The subsetFun method will directly select all the ORFs containing the requested functions. By default, functions are searched for by string matching against all the functional annotations. By default SqueezeMeta uses KEGG [20], COG [21] and PFAM [22], but also allows users to include additional custom databases. Users can also search within the KEGG and COG functional hierarchies (e.g. “Phenylalanine, Tyrosine and Tryptophan biosynthesis”). Finally, users can search for functions using regular expressions instead of string matching by adding the parameter fixed = F.
Figure generation
Heatmaps and barplots are generated using ggplot2. We also use KronaTools [23] for generating Krona charts, and pathview [24] for generating annotated KEGG pathway maps. Anvi’o plots were generated with anvi’o version 6.1 [6].
Multivariate and differential abundance analyses
Multivariate analysis was performed using the metaMDS and adonis functions from vegan version 2.5.6 [9]. Differential abundance analysis was performed with DESeq2 version 1.24.0 [8] using an adjusted p-value cutoff of 0.05. DESeq2 was chosen in this study as it was shown to have a good precision/recall balance in simulated datasets with 5 and 10, replicates per group [25], which is close to our 8 replicates per cohort.
Computational resources
All tests were ran in a server with a 24-core Intel Xeon E5–2620 v2 CPU at 2.10GHz / core and 256 Gb of RAM, using 12 processors. Under these conditions, SqueezeMeta (including assembly, annotation and binning of the 16 samples) ran in 113 h (c.a. 4 days and a half). Loading results into SQMtools took only a few minutes. Loading results into anvi’o took an additional 130 h (c.a. 5 days and a half).

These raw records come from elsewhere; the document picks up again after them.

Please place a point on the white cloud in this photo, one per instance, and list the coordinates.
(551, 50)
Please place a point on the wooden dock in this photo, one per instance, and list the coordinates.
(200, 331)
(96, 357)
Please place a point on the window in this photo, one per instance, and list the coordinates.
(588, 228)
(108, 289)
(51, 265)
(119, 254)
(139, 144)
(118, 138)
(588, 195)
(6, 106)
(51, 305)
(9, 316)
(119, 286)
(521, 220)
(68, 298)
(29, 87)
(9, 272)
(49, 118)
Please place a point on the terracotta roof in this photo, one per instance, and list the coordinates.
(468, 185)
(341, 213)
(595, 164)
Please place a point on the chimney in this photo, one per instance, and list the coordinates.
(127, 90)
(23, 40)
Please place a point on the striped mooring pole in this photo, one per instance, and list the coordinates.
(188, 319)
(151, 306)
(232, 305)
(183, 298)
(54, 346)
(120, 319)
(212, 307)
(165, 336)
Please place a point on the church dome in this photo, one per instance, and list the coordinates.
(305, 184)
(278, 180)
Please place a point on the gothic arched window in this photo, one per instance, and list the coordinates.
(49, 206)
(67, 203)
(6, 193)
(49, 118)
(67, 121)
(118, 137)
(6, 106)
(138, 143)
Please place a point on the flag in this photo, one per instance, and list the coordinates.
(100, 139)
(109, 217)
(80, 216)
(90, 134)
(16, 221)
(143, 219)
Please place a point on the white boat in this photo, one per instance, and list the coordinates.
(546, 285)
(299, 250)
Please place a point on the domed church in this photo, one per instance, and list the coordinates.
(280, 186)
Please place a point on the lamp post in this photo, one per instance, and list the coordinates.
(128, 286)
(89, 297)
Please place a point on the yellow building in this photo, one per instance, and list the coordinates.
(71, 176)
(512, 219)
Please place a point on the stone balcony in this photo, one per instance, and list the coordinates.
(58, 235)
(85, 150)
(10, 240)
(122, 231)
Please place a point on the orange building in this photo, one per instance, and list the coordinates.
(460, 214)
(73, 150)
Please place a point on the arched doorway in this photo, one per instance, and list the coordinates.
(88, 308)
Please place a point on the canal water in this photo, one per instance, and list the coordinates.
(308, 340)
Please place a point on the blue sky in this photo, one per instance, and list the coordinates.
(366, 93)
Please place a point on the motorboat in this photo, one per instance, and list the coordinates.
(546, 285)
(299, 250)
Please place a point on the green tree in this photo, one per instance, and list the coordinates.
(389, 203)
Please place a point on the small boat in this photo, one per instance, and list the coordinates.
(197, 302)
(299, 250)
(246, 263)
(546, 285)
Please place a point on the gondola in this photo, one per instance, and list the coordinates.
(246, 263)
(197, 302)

Alternatively, we were also capable of running SqueezeMeta on the 16 samples in a laptop with an 8-core Intel Core i7 8750H CPU at 2.20 GHz / core, 16 Gb of RAM, and an extra 16 Gb of swap memory in a SSD disk. The process took 80 h. Results were loaded in SQMtools as described above, but we were unable to load them into anvi’o as the system ran out of memory, making the anvi-profile script to eventually stall.